Play is broken into turns in which players make crucial decisions regarding their escape. Which county should you travel to next? Where should you stop to rest? When should you cross a river, and how should you do it? Events between turns –- such as messages stating that your pursuers are closing in –- serve to heighten the tension. There is no scoring and no statistics are kept, but players do have a health bar they need to keep an eye on during their journey. If it drops to zero, their character will die of exhaustion in the wild. This health bar comes across as extraneous, however, and inappropriate given what it's depicting.

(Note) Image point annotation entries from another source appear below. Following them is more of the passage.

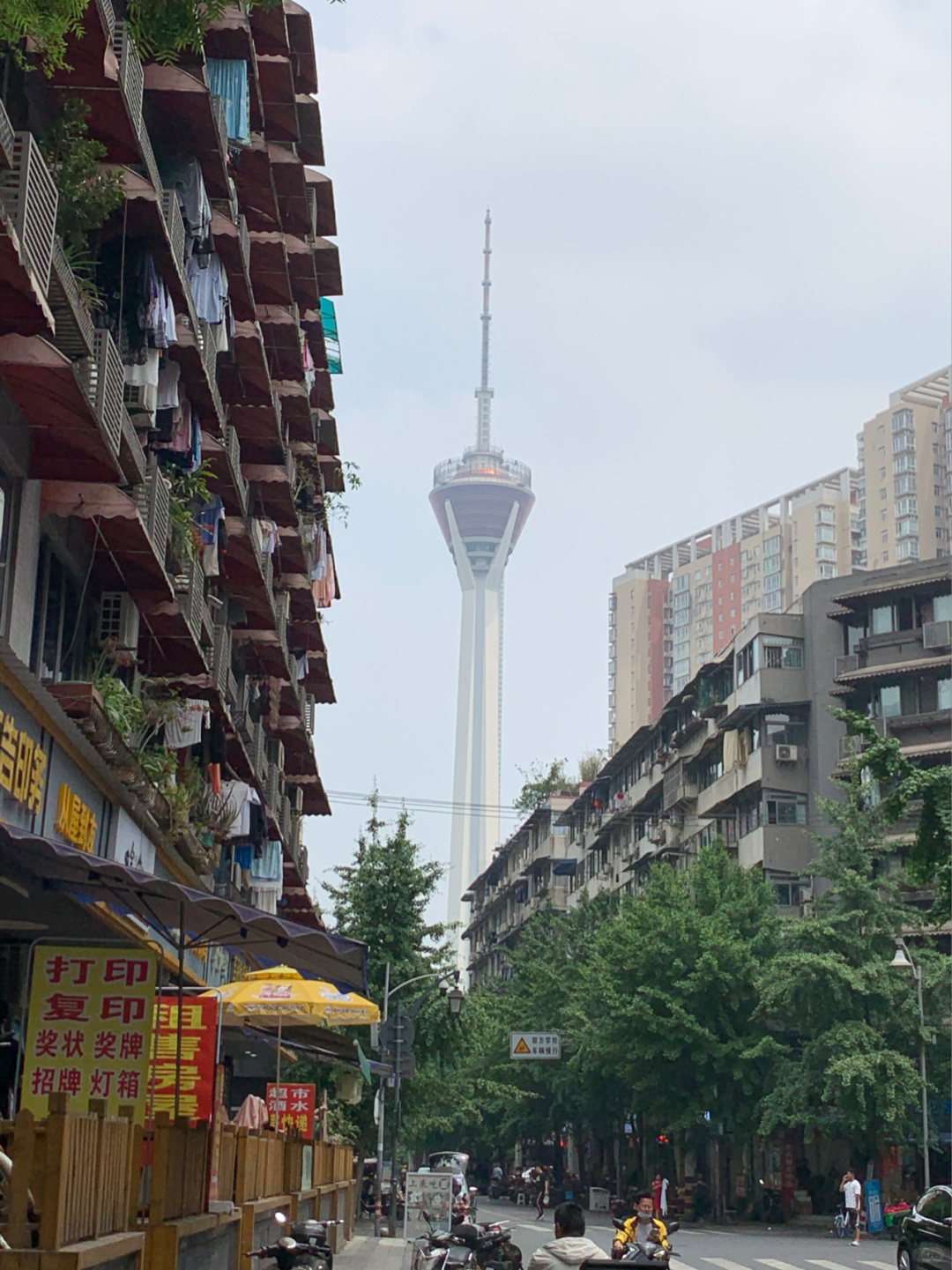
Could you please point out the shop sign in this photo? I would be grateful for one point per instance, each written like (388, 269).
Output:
(196, 1074)
(91, 1027)
(75, 820)
(22, 763)
(291, 1106)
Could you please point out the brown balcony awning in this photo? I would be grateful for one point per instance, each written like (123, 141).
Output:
(278, 94)
(164, 906)
(324, 190)
(118, 532)
(301, 40)
(68, 440)
(181, 111)
(255, 184)
(291, 189)
(268, 268)
(327, 262)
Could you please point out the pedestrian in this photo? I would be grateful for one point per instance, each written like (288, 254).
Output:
(852, 1192)
(656, 1189)
(540, 1195)
(569, 1247)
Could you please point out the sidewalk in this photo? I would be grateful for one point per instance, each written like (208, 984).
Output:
(365, 1252)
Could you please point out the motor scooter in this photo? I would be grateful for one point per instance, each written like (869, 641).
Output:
(305, 1247)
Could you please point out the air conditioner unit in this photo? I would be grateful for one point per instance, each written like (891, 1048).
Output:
(118, 619)
(140, 397)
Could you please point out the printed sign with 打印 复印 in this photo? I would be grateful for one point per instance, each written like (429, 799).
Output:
(91, 1027)
(195, 1074)
(291, 1106)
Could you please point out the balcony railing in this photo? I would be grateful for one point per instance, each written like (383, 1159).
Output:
(152, 501)
(6, 137)
(28, 193)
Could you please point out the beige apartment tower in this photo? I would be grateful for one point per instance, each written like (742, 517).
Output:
(904, 461)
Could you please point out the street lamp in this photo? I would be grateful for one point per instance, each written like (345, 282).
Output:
(902, 961)
(454, 999)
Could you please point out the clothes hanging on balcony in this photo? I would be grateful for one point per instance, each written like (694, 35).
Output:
(209, 284)
(227, 78)
(184, 729)
(167, 382)
(183, 175)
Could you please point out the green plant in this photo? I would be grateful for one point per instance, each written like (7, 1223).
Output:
(88, 196)
(123, 708)
(48, 25)
(189, 490)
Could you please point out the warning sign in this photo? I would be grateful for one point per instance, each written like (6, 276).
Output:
(535, 1045)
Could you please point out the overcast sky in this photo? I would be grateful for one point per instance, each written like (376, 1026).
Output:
(719, 241)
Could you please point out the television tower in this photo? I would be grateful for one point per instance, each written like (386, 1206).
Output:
(482, 501)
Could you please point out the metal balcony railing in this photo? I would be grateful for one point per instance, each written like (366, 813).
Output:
(74, 327)
(6, 137)
(152, 501)
(29, 196)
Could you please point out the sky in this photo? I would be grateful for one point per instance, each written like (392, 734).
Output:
(719, 241)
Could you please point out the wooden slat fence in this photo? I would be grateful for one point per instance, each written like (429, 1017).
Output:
(78, 1171)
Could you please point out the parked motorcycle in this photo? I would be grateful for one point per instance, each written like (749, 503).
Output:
(305, 1247)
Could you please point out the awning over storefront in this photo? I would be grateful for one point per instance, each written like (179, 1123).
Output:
(166, 906)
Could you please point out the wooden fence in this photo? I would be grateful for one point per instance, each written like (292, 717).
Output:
(75, 1175)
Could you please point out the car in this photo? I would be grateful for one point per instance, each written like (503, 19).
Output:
(926, 1235)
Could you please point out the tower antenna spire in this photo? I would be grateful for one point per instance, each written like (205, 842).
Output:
(485, 392)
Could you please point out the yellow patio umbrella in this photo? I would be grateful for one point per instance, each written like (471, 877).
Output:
(282, 996)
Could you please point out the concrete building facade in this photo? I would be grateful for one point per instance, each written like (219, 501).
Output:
(676, 608)
(904, 458)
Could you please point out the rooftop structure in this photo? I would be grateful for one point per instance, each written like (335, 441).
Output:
(482, 501)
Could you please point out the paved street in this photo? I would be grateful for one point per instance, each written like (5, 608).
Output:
(747, 1247)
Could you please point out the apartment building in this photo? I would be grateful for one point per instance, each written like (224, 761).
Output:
(747, 747)
(675, 610)
(904, 458)
(528, 873)
(167, 449)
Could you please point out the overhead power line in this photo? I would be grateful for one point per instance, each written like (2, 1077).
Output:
(440, 806)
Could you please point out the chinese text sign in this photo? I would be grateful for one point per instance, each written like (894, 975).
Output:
(91, 1027)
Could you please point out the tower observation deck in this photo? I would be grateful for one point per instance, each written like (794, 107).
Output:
(482, 501)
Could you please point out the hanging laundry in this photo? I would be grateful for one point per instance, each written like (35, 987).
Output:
(183, 175)
(168, 385)
(184, 728)
(209, 286)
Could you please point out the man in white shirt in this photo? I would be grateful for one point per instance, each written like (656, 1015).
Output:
(852, 1192)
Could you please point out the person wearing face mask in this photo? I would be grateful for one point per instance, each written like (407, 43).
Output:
(643, 1229)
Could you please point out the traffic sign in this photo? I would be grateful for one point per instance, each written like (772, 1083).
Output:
(535, 1045)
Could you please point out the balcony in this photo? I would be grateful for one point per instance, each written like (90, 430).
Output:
(28, 199)
(74, 411)
(781, 847)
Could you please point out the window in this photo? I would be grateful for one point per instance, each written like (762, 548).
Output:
(785, 809)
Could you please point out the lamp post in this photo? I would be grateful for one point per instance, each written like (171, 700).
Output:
(454, 999)
(902, 961)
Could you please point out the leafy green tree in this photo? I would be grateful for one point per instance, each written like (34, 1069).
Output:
(539, 784)
(844, 1028)
(673, 990)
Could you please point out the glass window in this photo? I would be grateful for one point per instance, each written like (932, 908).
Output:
(881, 620)
(890, 702)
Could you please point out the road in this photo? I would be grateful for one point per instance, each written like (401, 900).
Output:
(747, 1247)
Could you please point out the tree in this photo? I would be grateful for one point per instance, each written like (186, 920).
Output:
(845, 1027)
(540, 784)
(383, 898)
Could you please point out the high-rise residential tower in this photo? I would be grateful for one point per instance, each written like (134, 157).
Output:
(482, 501)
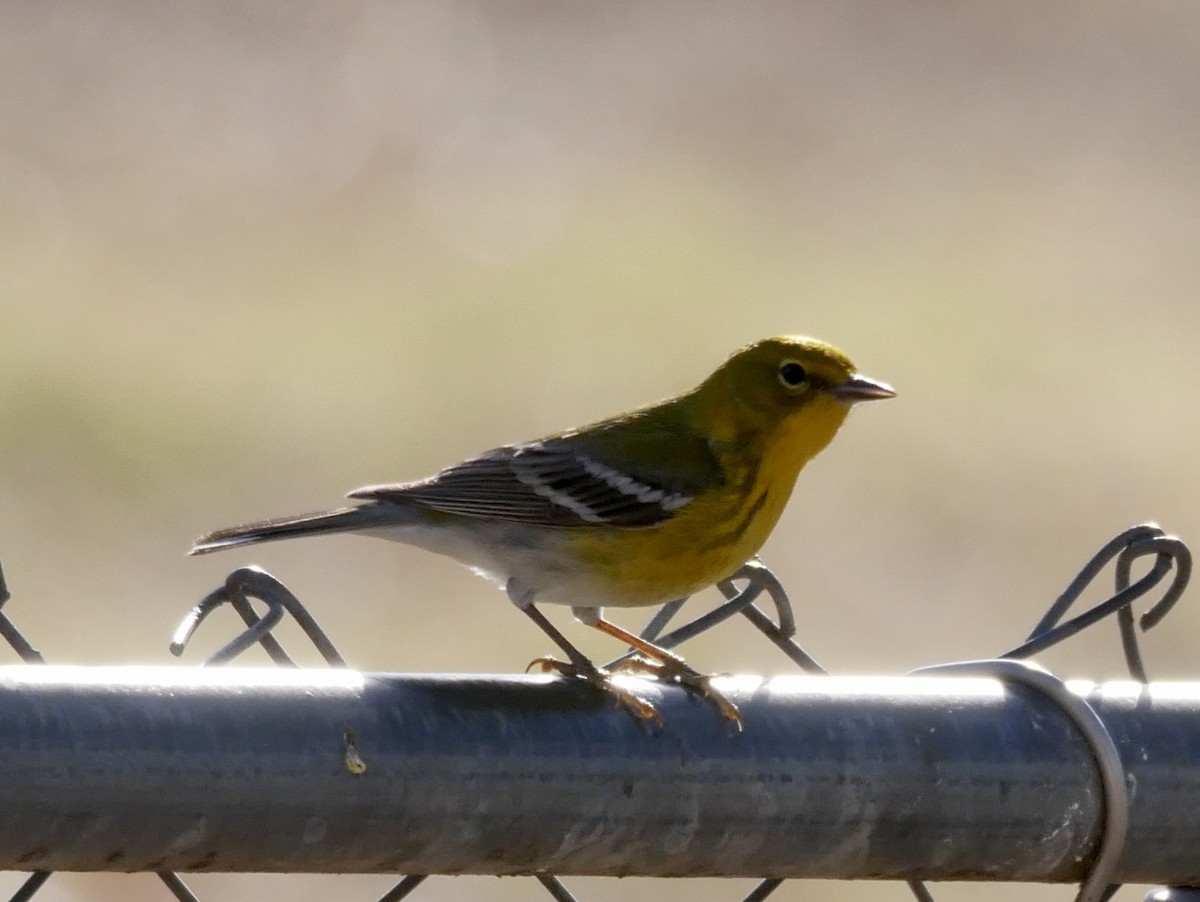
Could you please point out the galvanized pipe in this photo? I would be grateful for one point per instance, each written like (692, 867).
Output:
(933, 777)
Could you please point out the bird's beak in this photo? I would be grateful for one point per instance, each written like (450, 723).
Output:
(859, 388)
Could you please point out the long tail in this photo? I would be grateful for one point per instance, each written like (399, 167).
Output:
(343, 519)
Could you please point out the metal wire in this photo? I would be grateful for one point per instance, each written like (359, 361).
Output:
(12, 635)
(1099, 743)
(33, 884)
(1168, 557)
(403, 888)
(239, 588)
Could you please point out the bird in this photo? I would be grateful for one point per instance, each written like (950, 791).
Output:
(635, 510)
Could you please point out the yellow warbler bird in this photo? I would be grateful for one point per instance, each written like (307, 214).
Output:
(635, 510)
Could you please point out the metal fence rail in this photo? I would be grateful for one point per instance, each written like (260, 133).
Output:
(340, 771)
(979, 770)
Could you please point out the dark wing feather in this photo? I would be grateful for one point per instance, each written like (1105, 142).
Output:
(556, 483)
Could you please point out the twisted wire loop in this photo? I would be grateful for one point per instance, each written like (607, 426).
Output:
(759, 579)
(748, 585)
(240, 587)
(30, 655)
(1170, 554)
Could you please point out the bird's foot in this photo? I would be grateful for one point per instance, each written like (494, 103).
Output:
(603, 680)
(676, 668)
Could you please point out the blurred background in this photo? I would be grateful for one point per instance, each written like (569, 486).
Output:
(256, 254)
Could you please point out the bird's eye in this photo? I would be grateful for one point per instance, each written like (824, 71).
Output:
(792, 374)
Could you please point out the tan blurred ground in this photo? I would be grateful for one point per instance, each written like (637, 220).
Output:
(253, 256)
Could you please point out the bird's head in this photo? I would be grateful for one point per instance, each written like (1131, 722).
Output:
(802, 385)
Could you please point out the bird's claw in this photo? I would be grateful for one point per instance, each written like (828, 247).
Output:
(603, 680)
(688, 677)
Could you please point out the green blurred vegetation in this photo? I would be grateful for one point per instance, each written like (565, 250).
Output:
(253, 256)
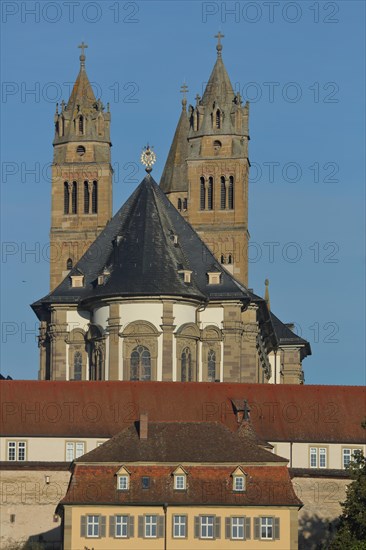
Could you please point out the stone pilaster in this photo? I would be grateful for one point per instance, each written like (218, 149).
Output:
(168, 328)
(58, 337)
(249, 346)
(114, 326)
(233, 333)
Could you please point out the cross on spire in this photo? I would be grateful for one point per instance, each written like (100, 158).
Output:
(82, 46)
(219, 45)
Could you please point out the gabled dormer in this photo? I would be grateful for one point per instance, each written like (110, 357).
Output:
(123, 479)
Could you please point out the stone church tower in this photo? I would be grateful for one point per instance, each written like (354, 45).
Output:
(206, 174)
(81, 176)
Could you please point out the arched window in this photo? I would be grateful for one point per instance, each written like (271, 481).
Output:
(186, 365)
(86, 197)
(202, 194)
(140, 364)
(218, 119)
(78, 365)
(211, 370)
(81, 125)
(95, 197)
(74, 198)
(66, 198)
(223, 193)
(210, 194)
(231, 192)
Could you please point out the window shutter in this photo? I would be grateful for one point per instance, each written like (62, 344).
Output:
(247, 528)
(227, 528)
(217, 527)
(196, 527)
(83, 526)
(111, 526)
(256, 528)
(160, 527)
(141, 527)
(102, 525)
(277, 528)
(131, 527)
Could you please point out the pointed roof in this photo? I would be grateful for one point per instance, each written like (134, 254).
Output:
(175, 174)
(219, 87)
(144, 248)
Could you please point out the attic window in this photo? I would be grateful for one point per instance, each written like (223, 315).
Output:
(77, 281)
(186, 275)
(214, 277)
(145, 482)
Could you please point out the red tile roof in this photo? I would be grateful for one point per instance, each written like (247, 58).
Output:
(206, 485)
(102, 409)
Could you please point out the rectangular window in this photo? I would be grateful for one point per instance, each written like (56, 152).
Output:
(313, 457)
(180, 482)
(266, 528)
(92, 526)
(151, 526)
(322, 458)
(179, 527)
(121, 526)
(207, 527)
(74, 449)
(237, 528)
(123, 483)
(17, 450)
(239, 483)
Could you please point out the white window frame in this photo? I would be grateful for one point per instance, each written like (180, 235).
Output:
(237, 522)
(151, 522)
(207, 522)
(240, 479)
(121, 521)
(74, 449)
(266, 523)
(18, 450)
(318, 457)
(124, 478)
(180, 521)
(177, 479)
(93, 521)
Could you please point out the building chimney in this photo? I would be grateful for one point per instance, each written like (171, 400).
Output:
(143, 425)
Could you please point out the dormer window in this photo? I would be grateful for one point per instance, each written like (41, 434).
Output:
(186, 275)
(180, 479)
(77, 281)
(123, 483)
(123, 479)
(239, 480)
(214, 277)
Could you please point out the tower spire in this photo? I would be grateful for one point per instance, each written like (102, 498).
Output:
(219, 45)
(82, 57)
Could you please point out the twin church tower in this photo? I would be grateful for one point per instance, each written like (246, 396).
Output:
(159, 290)
(205, 176)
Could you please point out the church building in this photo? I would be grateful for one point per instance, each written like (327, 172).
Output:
(159, 290)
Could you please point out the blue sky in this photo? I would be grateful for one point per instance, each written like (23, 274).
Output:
(301, 65)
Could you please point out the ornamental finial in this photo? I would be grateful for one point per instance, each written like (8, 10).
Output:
(219, 45)
(148, 158)
(82, 58)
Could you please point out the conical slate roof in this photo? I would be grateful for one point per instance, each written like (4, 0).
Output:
(141, 253)
(175, 174)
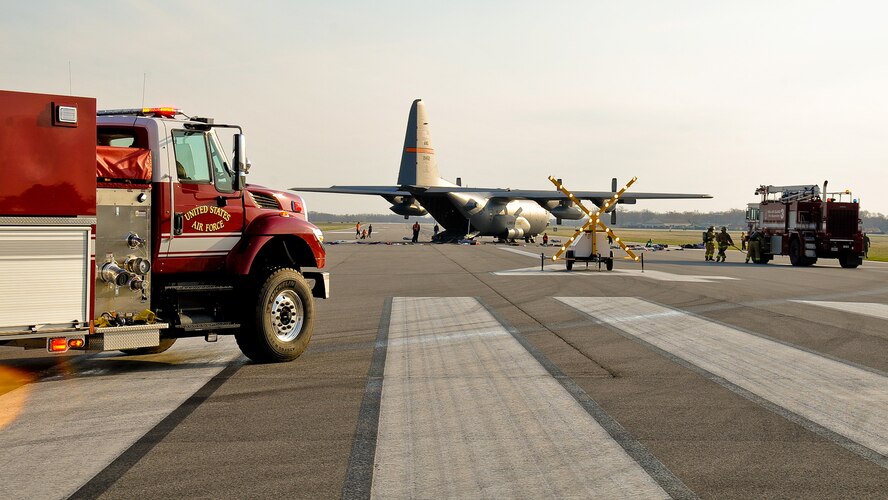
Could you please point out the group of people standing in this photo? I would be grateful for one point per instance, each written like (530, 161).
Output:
(751, 243)
(363, 232)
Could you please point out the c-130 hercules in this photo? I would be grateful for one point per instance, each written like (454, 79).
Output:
(469, 212)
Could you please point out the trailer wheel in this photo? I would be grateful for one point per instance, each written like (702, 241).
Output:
(159, 348)
(279, 325)
(795, 257)
(763, 259)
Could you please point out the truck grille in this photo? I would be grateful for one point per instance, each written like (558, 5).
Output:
(842, 223)
(265, 201)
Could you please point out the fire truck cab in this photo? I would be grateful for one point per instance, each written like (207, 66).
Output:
(797, 221)
(161, 236)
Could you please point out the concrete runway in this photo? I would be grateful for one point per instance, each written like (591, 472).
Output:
(466, 371)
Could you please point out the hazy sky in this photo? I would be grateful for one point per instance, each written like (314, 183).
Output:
(690, 96)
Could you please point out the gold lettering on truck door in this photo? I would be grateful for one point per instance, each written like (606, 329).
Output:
(215, 220)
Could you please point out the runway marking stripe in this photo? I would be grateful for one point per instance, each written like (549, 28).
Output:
(467, 411)
(843, 399)
(873, 309)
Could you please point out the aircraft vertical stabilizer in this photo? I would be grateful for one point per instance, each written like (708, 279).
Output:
(418, 165)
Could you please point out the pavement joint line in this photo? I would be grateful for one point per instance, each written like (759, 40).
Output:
(542, 327)
(359, 474)
(839, 439)
(651, 464)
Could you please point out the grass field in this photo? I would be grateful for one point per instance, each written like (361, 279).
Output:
(878, 242)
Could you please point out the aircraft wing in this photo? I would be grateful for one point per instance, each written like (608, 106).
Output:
(543, 195)
(377, 190)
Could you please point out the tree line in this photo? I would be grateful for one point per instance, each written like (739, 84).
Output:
(873, 222)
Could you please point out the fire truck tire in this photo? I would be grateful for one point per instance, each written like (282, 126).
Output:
(279, 325)
(163, 346)
(849, 261)
(795, 249)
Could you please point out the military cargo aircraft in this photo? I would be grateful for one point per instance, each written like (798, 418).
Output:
(465, 212)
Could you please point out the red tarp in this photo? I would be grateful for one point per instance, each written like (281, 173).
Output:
(123, 163)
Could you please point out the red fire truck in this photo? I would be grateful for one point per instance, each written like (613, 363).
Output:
(799, 222)
(127, 229)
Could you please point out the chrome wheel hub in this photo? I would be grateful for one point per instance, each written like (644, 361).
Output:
(287, 315)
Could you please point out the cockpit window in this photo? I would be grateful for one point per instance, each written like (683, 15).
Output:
(192, 161)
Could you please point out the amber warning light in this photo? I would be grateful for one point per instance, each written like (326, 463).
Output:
(62, 344)
(58, 344)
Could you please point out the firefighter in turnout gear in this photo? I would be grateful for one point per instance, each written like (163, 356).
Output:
(709, 241)
(724, 241)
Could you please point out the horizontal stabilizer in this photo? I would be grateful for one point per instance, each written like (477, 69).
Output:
(542, 195)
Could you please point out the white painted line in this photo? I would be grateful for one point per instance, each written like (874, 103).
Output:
(664, 276)
(65, 430)
(865, 308)
(467, 412)
(524, 253)
(846, 400)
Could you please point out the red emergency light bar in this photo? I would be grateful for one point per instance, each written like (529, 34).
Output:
(156, 112)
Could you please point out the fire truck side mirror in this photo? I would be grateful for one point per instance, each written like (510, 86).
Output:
(241, 166)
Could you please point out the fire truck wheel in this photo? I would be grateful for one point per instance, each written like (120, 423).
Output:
(279, 326)
(163, 346)
(795, 253)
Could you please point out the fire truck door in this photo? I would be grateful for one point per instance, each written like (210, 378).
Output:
(208, 216)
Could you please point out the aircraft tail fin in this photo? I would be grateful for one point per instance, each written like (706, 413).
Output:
(418, 165)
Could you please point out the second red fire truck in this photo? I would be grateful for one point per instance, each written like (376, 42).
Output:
(807, 224)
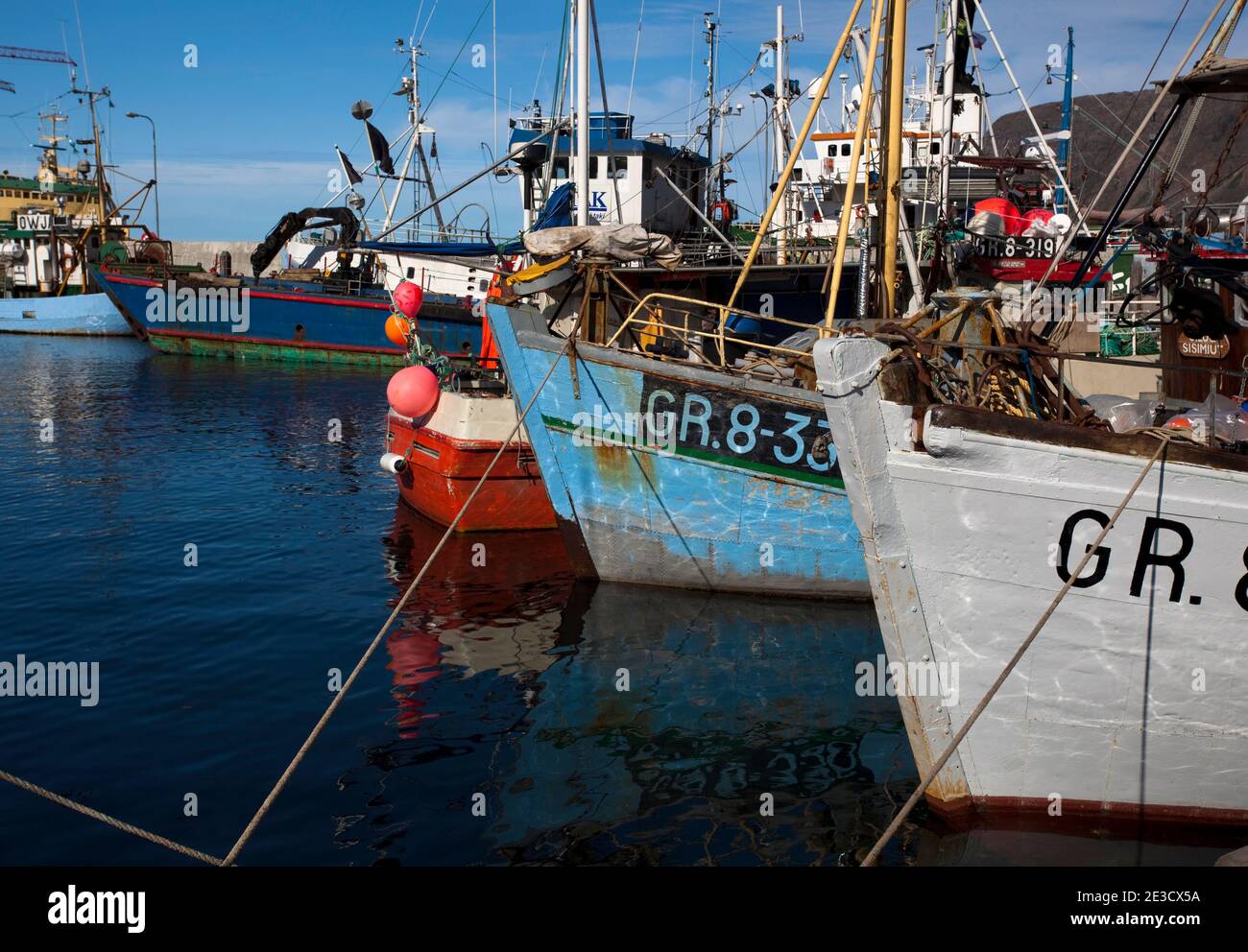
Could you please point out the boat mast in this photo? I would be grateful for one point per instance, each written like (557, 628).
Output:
(1064, 146)
(894, 101)
(714, 183)
(781, 158)
(582, 157)
(947, 132)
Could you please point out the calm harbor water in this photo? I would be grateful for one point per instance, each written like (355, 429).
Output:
(498, 685)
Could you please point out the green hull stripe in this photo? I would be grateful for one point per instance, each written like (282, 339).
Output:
(244, 349)
(707, 457)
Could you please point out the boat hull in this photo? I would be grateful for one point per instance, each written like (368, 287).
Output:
(76, 315)
(732, 499)
(288, 322)
(1134, 699)
(448, 454)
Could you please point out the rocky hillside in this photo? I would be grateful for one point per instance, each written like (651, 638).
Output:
(1103, 124)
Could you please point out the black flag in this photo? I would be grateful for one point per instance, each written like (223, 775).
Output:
(379, 148)
(348, 169)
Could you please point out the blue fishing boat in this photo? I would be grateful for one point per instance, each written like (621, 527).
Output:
(275, 319)
(66, 315)
(665, 473)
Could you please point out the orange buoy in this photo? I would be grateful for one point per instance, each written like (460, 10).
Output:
(397, 328)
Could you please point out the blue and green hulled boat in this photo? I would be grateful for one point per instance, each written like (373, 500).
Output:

As they try to escape, players learn about the very real dangers slaves faced, risking death from exhaustion and recapture. Successful attempts result in the player reaching Canada, taking residence in northern communities composed largely of escaped slaves, or signing on with the Union army. Each game ends with an epilogue explaining how slavery was finally abolished by the Emancipation Proclamation, along with details on the political steps that followed.

This is a tough subject to tackle, especially in an interactive format. Where the experience succeeds is in using authentic photographs and images from the era, as well as names of real people and places. Every screen and piece of text is designed to impart useful information about this turbulent time and the people who lived in it. However, the rudimentary design and occasionally awkward point-and-click interface may prove unappealing, and the more game-like elements, such as the health bar, do not match well with the gravity of the subject matter.

Overall Rating


Kids may have difficulty with the lo-fi presentation, which has a very basic look and feel and a lack of interactivity.


There's valuable and informative primary source material, and the names of real people and places that remind players of the gravity of this subject. However, delivery is antiquated and some game elements undermine slavery's gravity.


The game's website offers additional material about the era, as well as a complete curriculum that home-schooling parents or teachers might use to dive more deeply into the subject.